La question à toiser par la Cour constitutionnelle doit partant se lire comme suit :
« L’article 111, paragraphe 5, de la loi modifiée du 4 décembre 1967 concernant l’impôt sur le revenu, en tant qu’il prévoit le dédoublement des montants maxima des cotisations déductibles fiscalement en vertu d’un contrat d’épargne-logement pour les seuls contribuables de dix-huit à quarante ans accomplis au début de l’année d’imposition, est-il conforme à l’article 10bis de la Constitution ? ».
L’article 10bis, paragraphe 1, de la Constitution dispose : « Les Luxembourgeois sont égaux devant la loi. ».
La mise en œuvre de la règle constitutionnelle d’égalité suppose que les catégories de personnes entre lesquelles une discrimination est alléguée se trouvent dans une situation comparable au regard de la mesure invoquée.
Tel est le cas en l’espèce, étant donné que tout contribuable est en droit de déduire les cotisations versées au titre d’un contrat d’épargne - logement du revenu imposable, peu importe son âge au début de l’année d’imposition.
Le législateur peut sans violer le principe constitutionnel de l’égalité devant la loi soumettre certaines catégories de personnes à des régimes légaux différents à la condition que la différence instituée procède de disparités objectives, qu’elle soit rationnellement justifiée, adéquate et proportionnée à son but.
La finalité pour un contribuable de conclure un contrat d’épargne-logement est de se voir accorder un prêt destiné à la construction, l’acquisition ou la transformation d’un bien immobilier.

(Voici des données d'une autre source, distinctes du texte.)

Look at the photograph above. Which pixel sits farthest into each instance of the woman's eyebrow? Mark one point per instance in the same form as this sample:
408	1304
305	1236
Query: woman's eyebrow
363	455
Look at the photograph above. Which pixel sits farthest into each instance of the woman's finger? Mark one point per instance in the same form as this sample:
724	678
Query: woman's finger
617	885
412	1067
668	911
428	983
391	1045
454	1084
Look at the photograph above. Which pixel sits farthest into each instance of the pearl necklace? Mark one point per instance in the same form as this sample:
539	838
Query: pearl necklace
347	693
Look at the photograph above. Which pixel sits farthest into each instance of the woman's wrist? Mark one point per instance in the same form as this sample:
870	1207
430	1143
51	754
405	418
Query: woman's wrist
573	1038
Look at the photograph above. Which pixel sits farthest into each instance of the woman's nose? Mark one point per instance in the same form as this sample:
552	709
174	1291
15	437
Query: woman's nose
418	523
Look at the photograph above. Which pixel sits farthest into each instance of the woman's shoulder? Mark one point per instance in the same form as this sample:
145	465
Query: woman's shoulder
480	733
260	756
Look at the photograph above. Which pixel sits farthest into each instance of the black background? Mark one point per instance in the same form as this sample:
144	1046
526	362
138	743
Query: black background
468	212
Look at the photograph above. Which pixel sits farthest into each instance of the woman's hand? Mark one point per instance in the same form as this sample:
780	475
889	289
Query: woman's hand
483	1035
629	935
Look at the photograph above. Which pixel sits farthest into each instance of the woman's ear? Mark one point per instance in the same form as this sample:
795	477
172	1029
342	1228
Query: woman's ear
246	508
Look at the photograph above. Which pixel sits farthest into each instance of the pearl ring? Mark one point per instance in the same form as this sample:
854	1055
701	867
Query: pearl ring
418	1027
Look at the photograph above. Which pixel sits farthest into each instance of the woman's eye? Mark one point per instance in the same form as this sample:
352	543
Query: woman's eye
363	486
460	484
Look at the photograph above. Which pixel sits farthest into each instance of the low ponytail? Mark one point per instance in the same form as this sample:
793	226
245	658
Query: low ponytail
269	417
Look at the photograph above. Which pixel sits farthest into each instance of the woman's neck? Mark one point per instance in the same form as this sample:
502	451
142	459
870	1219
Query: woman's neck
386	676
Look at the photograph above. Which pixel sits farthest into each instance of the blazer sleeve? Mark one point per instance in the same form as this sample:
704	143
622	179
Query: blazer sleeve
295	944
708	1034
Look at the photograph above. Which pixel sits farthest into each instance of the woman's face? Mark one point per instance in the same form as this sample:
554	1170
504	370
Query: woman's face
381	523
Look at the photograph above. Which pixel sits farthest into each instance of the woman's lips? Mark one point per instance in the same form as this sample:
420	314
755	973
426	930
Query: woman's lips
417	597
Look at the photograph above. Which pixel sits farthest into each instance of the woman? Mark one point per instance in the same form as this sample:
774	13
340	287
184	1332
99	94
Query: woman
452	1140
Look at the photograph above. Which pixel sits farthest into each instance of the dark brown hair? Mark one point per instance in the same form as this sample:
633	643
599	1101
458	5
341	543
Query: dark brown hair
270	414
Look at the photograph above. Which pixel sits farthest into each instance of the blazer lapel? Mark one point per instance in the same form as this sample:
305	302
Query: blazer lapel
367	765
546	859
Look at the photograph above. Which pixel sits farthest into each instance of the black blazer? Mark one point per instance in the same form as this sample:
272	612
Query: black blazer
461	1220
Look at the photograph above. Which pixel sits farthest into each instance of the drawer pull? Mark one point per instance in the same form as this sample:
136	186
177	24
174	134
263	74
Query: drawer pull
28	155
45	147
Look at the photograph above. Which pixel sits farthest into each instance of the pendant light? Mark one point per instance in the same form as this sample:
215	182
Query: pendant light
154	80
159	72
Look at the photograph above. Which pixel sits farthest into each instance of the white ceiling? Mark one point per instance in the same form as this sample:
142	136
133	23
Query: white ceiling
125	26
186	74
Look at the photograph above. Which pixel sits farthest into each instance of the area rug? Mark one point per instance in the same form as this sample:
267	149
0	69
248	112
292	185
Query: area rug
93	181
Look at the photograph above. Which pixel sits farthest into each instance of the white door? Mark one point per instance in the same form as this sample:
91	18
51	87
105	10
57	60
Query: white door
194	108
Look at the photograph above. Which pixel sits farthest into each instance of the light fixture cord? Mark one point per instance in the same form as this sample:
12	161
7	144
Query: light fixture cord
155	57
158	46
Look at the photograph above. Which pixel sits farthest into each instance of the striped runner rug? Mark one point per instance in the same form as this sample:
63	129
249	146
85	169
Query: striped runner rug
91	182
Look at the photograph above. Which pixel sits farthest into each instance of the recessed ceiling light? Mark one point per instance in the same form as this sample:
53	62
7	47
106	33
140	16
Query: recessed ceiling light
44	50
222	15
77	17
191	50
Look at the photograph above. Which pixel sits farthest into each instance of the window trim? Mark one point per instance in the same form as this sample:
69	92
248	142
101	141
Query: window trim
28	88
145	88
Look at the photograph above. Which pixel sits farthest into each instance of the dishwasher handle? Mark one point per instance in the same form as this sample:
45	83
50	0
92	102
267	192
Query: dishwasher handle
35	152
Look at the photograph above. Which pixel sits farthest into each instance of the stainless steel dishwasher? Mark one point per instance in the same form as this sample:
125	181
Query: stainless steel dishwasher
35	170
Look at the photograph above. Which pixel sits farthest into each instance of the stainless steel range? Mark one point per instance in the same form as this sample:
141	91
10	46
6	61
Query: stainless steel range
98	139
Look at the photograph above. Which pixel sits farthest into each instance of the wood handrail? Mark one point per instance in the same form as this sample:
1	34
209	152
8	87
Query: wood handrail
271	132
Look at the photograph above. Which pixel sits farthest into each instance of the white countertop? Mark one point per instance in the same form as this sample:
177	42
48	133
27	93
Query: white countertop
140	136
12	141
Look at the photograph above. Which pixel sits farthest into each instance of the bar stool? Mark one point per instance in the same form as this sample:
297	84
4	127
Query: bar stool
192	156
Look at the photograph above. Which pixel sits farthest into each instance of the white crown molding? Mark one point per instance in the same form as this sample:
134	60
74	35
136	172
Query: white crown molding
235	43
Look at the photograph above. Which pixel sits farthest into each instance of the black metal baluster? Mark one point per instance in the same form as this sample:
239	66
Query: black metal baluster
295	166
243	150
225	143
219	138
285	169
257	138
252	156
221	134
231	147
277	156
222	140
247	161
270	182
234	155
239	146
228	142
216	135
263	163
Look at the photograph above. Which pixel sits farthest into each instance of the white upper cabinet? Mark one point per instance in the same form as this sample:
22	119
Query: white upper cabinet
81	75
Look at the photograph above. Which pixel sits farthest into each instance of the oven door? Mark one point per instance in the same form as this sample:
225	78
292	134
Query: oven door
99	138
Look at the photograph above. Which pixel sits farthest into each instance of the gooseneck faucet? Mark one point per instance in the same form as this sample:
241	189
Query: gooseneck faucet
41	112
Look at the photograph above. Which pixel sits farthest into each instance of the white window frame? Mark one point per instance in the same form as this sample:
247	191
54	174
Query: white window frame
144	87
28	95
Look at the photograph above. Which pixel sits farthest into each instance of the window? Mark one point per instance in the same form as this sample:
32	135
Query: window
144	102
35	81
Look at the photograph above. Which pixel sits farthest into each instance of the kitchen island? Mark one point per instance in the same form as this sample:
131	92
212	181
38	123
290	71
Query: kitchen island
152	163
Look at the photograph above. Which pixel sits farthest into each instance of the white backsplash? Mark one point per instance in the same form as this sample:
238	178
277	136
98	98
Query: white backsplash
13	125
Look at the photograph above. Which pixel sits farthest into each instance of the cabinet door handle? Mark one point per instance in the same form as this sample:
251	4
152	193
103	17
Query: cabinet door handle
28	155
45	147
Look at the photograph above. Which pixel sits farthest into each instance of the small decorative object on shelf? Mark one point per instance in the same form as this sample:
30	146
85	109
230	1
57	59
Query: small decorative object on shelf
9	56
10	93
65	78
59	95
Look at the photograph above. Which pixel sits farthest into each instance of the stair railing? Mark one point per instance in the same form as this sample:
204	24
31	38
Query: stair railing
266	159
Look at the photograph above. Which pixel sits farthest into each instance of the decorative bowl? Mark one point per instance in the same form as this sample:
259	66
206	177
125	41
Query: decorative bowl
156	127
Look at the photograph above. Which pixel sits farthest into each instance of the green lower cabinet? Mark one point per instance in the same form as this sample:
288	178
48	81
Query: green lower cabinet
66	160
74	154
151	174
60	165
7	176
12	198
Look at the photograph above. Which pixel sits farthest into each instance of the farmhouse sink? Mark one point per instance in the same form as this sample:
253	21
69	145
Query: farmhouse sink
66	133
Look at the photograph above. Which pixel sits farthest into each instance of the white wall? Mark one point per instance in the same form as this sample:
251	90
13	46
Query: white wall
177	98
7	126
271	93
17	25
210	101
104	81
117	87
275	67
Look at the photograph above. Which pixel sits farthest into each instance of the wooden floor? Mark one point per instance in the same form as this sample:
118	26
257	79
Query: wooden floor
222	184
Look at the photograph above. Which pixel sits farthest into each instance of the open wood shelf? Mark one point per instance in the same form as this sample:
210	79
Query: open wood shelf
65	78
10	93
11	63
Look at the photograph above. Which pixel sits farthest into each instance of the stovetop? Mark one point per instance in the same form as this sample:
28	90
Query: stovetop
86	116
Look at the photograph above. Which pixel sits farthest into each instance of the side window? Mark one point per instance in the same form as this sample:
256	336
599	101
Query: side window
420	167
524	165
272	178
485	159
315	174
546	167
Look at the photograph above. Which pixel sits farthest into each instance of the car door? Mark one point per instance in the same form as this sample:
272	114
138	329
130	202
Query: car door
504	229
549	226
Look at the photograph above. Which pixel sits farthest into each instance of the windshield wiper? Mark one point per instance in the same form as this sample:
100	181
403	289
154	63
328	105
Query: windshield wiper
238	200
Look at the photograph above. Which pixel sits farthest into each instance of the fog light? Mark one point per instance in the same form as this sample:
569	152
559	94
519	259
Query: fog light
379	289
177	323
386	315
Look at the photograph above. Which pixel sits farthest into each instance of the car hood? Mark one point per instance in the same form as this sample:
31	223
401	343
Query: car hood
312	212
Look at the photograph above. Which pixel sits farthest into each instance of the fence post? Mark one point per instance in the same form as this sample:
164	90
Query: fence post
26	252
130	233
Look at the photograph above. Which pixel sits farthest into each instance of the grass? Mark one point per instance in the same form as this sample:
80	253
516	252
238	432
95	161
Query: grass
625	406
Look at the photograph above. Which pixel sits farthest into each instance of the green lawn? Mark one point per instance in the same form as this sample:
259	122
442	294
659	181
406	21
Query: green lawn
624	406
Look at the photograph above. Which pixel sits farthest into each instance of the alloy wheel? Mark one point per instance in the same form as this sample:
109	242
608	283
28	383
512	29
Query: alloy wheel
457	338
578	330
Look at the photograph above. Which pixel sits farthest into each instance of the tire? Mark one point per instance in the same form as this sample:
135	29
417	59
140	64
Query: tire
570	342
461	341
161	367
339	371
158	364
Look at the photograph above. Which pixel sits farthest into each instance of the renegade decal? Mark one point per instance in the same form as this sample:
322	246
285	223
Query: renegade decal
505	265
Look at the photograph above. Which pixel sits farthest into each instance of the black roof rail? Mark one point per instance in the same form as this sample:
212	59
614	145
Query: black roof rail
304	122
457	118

En prévoyant un dédoublement du montant annuel maximal des cotisations versées au titre d’un contrat d’épargne-logement déductible du revenu imposable en faveur des seuls souscripteurs n’ayant pas dépassé l’âge de 40 ans accomplis au début de l’année d’imposition, le législateur a entendu favoriser l’accès des jeunes adultes à leur premier logement utilisé pour les besoins personnels d’habitation.
La volonté du législateur de traiter de manière plus favorable les souscripteurs qui n’ont pas dépassé l’âge de 40 ans accomplis au début de l’année d’imposition que ceux plus âgés procède du constat que les premiers disposent en règle générale de capacités financières plus réduites que les seconds.
Cette différence de traitement procède d’une différenciation rationnellement justifiée qui se trouve dans un rapport raisonnable de proportionnalité avec le but poursuivi.
Il y a partant lieu de dire, par rapport à la question préjudicielle telle que reformulée, que l’article 111, paragraphe 5, LIR est conforme au principe d’égalité devant la loi consacré par l’article 10bis, paragraphe 1, de la Constitution.
PAR CES MOTIFS,
la Cour constitutionnelle :
dit que par rapport à la question préjudicielle reformulée, l’article 111, paragraphe 5, de la loi modifiée du 4 décembre 1967 concernant l’impôt sur le revenu est conforme au principe d’égalité devant la loi consacré par l’article 10bis, paragraphe 1, de la Constitution ;
dit que dans les trente jours de son prononcé, l’arrêt sera publié au Journal officiel du Grand-Duché de Luxembourg, Mémorial A ;
dit qu’il sera fait abstraction des nom et prénom de A. et de B. lors de la publication de l’arrêt au Journal officiel ;
dit que l’expédition du présent arrêt sera envoyée par le greffe de la Cour constitutionnelle au tribunal administratif du Grand-Duché de Luxembourg, dont émane la saisine, et qu’une copie conforme sera envoyée aux parties en cause devant cette juridiction.
La lecture du présent arrêt a été faite en la susdite audience publique par le président Jean-Claude WIWINIUS, en présence du greffier Lily WAMPACH.